28.1.13

Se potessi avere 30 euro al mese

 
…mi affitterei un orto.
Questa è la quota richiesta per prendere in affitto uno degli orti di circa 75 mq in via Chiodi a Milano. Il contratto dura un anno e ci puoi coltivare quello che vuoi. Niente graduatorie, nessun obbligo di essere pensionati, nessun requisito specifico. Basta la voglia di spendere una cifra ragionevole come questa (1 euro al giorno…) e il desiderio di mangiare ciò che si è visto crescere con i propri occhi.
Dice bene l’architetto Cristofani, ideatore di questa iniziativa a Milano, “non si può pensare di edificare ovunque”. E se lo dice un architetto, figuriamoci cosa ne pensa un agronomo…
Claudio Cristofani aveva un certo capitale a disposizione per un investimento e ha deciso di condividerlo con i cittadini, andando incontro ad un’esigenza realmente in crescita (qui una bella intervista). Lo dimostrano le tante persone in lista di attesa per prenotarsi un piccolo pezzo di terra, ben servita e organizzata, con lo scopo di crescervi il cibo da portare sulle proprie tavole e di investire più tempo attivamente all’aria aperta, in barba all’ufficio, alla palestra o all’abitacolo dell’auto, che in certi casi diventa la “stanza” più frequentata.
E’ un’ulteriore conferma del fatto che ci si sta finalmente rendendo conto di quanto sia pessima la qualità di un prodotto agricolo medio derivante da una gestione di larga scala, schiava dell’utilizzo di strumenti e prodotti derivati più o meno direttamente dal petrolio. Quindi largo all’autoproduzione come massima espressione di dignità! E, aggiungo io, viva il piccolo e fidato contadino, un amico fuori città.
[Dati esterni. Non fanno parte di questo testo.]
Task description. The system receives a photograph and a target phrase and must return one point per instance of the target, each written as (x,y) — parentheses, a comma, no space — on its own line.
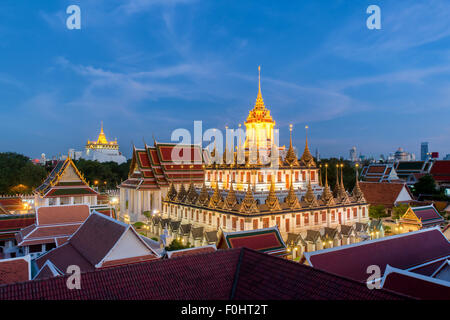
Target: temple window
(233,223)
(306,218)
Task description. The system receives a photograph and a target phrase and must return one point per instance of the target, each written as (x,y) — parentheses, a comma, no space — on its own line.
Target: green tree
(348,172)
(17,170)
(425,185)
(378,211)
(107,174)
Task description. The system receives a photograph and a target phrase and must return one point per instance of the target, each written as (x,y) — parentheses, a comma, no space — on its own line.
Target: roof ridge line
(236,275)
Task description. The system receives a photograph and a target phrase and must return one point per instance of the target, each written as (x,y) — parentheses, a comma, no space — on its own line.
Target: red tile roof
(441,170)
(415,285)
(53,222)
(401,251)
(191,251)
(221,275)
(12,204)
(157,166)
(91,243)
(381,193)
(15,270)
(11,224)
(428,215)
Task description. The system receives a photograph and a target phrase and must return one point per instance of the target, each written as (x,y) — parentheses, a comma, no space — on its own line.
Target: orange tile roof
(191,251)
(14,270)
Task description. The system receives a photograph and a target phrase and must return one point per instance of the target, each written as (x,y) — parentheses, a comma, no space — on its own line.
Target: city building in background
(353,155)
(102,150)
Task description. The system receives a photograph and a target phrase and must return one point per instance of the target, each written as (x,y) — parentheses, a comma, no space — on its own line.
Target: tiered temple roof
(155,167)
(240,203)
(65,181)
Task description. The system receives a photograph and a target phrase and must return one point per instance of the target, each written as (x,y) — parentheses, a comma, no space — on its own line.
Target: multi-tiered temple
(241,190)
(103,150)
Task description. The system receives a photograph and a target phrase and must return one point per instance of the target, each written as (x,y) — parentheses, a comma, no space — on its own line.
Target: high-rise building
(424,151)
(353,154)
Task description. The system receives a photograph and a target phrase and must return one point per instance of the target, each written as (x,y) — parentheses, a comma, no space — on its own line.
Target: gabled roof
(221,275)
(347,230)
(401,251)
(425,215)
(382,193)
(93,242)
(48,270)
(377,172)
(15,270)
(441,170)
(415,285)
(10,204)
(53,223)
(211,236)
(266,240)
(65,181)
(191,251)
(11,224)
(165,163)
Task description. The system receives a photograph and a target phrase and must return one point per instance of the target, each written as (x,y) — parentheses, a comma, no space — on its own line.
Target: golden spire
(248,204)
(357,192)
(259,99)
(181,194)
(203,198)
(172,194)
(336,186)
(291,200)
(327,196)
(259,113)
(310,197)
(291,158)
(230,200)
(216,198)
(192,195)
(307,157)
(272,199)
(342,194)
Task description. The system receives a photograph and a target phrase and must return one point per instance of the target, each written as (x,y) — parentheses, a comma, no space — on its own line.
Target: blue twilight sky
(148,67)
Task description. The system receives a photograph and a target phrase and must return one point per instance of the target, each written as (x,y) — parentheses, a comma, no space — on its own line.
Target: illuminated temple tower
(103,150)
(238,189)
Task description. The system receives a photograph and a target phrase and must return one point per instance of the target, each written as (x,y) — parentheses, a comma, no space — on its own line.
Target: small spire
(272,199)
(357,192)
(307,157)
(291,158)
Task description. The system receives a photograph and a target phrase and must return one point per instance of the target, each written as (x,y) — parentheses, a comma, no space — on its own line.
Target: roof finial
(259,80)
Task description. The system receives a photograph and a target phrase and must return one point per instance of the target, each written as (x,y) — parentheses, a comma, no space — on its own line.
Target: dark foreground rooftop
(225,274)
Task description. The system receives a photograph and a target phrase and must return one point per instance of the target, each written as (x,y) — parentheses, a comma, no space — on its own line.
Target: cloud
(405,25)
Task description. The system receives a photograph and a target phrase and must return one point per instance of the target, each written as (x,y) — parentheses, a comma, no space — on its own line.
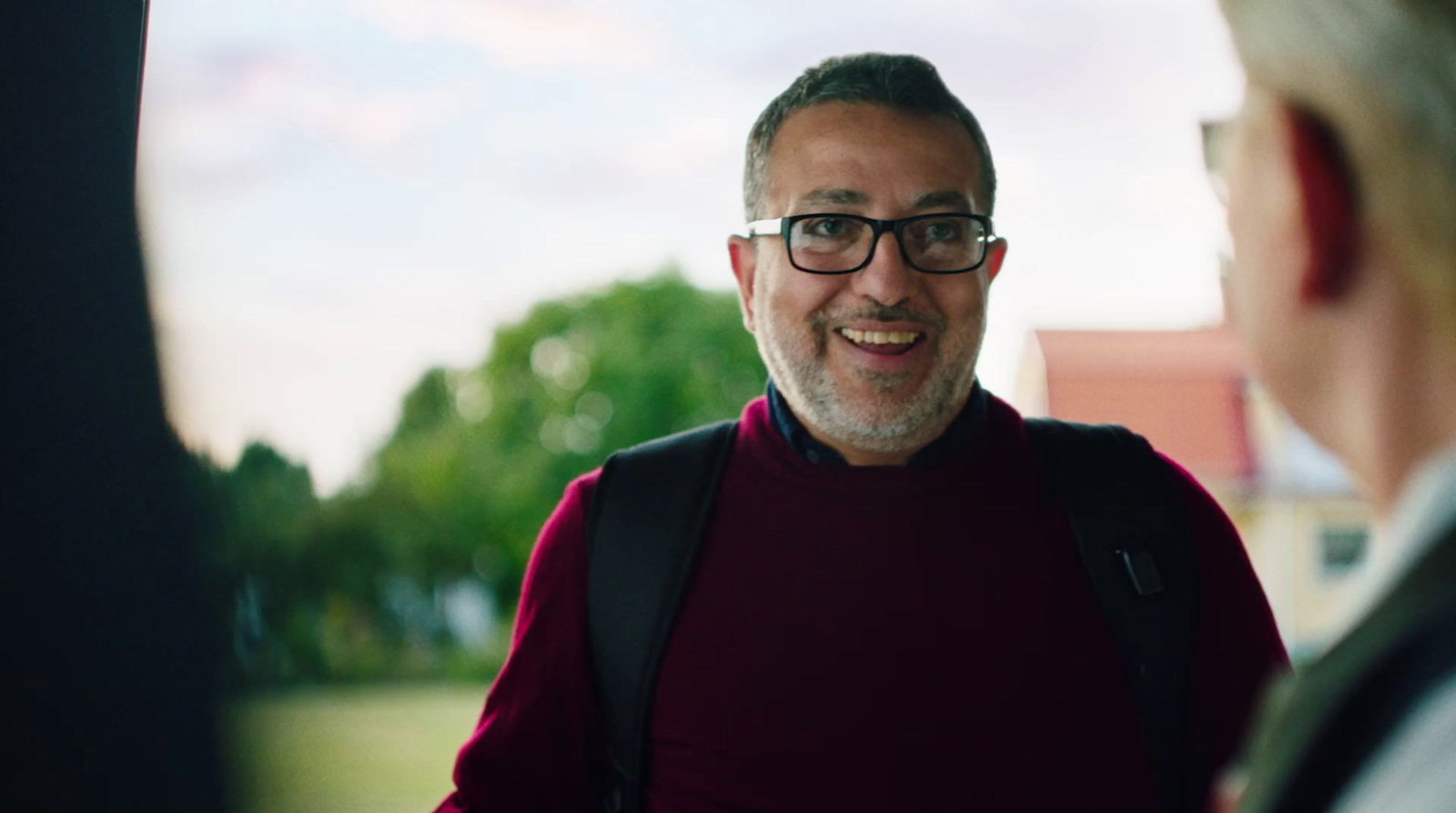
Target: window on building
(1343,550)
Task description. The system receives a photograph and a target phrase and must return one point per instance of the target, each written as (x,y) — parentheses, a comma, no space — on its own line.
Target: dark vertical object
(108,635)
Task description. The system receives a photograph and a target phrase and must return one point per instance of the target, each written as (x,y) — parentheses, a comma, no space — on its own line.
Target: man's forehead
(841,196)
(848,153)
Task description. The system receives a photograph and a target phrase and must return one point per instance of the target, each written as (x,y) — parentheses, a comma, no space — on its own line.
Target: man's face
(885,357)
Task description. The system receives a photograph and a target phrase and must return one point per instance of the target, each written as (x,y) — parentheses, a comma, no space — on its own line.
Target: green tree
(480,456)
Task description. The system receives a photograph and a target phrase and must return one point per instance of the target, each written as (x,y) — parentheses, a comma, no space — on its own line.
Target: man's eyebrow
(837,197)
(948,198)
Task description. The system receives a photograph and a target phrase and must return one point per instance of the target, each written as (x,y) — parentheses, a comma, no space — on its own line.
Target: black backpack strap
(1136,545)
(647,517)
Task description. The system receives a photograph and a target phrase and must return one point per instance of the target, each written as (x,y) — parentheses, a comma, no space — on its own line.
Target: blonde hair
(1382,75)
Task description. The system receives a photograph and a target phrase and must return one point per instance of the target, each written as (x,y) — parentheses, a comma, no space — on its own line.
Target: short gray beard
(907,426)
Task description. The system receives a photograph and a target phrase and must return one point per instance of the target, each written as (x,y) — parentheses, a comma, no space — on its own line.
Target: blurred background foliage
(414,572)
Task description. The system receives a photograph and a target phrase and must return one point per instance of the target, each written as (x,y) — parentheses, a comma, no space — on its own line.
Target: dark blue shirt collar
(957,437)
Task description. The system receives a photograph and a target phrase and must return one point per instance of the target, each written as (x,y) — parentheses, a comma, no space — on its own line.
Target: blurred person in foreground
(888,611)
(1341,179)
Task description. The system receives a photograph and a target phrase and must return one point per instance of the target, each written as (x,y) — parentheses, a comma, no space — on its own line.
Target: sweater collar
(957,437)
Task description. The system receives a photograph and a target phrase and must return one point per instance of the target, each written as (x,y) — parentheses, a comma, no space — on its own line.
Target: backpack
(652,503)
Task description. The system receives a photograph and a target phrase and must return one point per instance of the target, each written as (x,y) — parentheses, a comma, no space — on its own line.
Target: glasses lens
(944,242)
(829,244)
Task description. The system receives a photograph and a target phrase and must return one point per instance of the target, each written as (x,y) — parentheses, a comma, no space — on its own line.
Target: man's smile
(883,342)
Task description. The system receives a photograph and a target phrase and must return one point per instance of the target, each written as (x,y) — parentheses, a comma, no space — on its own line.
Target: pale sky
(339,194)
La cosa che più mi affascina è che gli orti urbani vengono definiti “diffusi”, come a dare un indizio sulle dimensioni di un movimento che sta prendendo piede, dall’arte all’agricoltura, dall’economia all’istruzione (qui parliamo di Scuola Diffusa). Un bisogno di dislocare quelle che sono le nostre abitudini, di non ragionare più a comparti stagni. E’ una delle poche parole che mi fanno ben sperare per un futuro. Ogni volta che la sento, avverto come un formicolio che proviene da fuori casa, da fuori città. Una voglia di partecipare ad un cambiamento.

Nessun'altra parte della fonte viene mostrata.